- London Bridge Location within the Commonwealth of Virginia London Bridge London Bridge (the United States)
- Coordinates: 36°50′31″N 76°2′59″W﻿ / ﻿36.84194°N 76.04972°W
- Country: United States
- State: Virginia
- Independent city: Virginia Beach
- Time zone: UTC−5 (Eastern (EST))
- • Summer (DST): UTC−4 (EDT)
- ZIP codes: 23454
- Area codes: 757, 948

= London Bridge, Virginia =

London Bridge is an unincorporated community within the independent city of Virginia Beach, Virginia, United States. It is located in the area of Great Neck Road and Virginia Beach Boulevard, where Laskin Road begins.

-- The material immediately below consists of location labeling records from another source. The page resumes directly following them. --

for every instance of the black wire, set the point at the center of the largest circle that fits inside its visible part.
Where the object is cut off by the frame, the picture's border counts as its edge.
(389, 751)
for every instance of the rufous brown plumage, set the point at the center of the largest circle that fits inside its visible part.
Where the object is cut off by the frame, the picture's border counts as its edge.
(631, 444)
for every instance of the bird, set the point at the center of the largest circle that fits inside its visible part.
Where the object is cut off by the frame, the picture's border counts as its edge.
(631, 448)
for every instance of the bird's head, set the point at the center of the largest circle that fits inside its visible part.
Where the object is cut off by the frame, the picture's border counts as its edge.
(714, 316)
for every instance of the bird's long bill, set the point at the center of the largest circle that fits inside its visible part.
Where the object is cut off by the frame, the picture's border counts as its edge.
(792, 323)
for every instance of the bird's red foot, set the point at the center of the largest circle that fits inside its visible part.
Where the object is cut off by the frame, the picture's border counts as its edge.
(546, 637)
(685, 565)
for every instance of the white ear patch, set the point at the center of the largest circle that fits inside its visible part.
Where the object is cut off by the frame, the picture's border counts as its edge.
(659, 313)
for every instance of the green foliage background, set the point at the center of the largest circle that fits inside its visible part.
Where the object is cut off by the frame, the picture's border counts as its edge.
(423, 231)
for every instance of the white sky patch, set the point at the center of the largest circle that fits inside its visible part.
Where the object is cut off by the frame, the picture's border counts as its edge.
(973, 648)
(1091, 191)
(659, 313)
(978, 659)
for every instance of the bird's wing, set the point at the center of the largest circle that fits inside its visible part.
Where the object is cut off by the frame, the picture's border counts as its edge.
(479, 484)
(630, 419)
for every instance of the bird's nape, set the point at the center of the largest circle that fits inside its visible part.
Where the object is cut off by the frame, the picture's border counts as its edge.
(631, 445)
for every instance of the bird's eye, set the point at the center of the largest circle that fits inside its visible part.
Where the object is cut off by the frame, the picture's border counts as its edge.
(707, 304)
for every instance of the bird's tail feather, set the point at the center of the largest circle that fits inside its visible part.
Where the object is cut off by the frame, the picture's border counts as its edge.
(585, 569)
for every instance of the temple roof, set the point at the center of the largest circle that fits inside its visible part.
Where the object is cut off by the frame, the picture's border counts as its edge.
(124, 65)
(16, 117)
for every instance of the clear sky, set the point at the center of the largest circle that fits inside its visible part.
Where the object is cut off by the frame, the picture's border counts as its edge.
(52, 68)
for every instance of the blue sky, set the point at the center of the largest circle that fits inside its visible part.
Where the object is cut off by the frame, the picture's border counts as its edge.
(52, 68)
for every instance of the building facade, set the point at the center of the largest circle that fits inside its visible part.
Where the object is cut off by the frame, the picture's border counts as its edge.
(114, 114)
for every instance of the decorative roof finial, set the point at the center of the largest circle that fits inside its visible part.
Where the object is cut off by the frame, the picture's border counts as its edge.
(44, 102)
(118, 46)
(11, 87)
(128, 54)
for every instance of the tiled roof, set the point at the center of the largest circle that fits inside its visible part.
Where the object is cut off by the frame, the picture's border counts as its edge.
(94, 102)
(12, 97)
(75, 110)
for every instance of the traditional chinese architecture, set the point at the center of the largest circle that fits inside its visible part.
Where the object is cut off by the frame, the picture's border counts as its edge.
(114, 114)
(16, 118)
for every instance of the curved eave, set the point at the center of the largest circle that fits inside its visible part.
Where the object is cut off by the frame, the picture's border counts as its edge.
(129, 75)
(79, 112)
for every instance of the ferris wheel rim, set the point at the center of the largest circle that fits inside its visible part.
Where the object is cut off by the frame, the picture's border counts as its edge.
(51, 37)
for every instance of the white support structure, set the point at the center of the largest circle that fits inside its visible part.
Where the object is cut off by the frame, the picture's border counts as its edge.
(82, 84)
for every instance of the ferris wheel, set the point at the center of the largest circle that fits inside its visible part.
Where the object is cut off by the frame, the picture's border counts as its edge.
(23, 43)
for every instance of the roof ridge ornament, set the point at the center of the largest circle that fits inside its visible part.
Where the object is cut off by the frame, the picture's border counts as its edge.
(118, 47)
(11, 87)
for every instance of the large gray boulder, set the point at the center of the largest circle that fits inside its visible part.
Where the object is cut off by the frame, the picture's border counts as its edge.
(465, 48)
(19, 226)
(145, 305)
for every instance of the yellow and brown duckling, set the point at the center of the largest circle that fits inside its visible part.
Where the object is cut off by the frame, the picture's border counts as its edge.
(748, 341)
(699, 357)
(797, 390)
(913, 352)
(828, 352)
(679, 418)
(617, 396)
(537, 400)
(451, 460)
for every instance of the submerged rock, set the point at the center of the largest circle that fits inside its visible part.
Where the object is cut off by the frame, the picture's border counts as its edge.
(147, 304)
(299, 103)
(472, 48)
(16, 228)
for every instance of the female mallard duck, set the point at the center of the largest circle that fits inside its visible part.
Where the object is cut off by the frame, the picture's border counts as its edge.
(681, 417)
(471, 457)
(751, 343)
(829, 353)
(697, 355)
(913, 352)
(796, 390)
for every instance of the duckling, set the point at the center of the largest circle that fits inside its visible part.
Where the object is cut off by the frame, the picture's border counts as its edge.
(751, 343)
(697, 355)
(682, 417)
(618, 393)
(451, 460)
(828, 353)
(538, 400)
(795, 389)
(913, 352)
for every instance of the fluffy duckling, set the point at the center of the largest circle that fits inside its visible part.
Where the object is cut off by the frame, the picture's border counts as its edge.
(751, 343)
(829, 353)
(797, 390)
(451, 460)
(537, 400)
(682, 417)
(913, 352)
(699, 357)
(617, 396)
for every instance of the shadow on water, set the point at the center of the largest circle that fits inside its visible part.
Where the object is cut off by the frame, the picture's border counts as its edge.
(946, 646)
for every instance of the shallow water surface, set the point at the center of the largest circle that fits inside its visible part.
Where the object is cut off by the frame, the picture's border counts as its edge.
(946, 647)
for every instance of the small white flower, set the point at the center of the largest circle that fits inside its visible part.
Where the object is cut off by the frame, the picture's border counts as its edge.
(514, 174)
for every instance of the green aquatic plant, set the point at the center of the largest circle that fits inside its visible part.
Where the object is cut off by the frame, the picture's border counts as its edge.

London Bridge was a town with its own post office in operation when it was still a part of Princess Anne County prior to the county's consolidation with Virginia Beach by mutual agreement in 1963. The post office at London Bridge was located in London Mews, now Chambord Commons in what is now known as the Le Chambord Restaurant.

The actual bridge is on Virginia Beach Blvd., which was the site of a trading post owned and operated by the London Company, and crosses London Bridge creek, a part of the Lynnhaven River, that heads at the Lynnhaven Bay.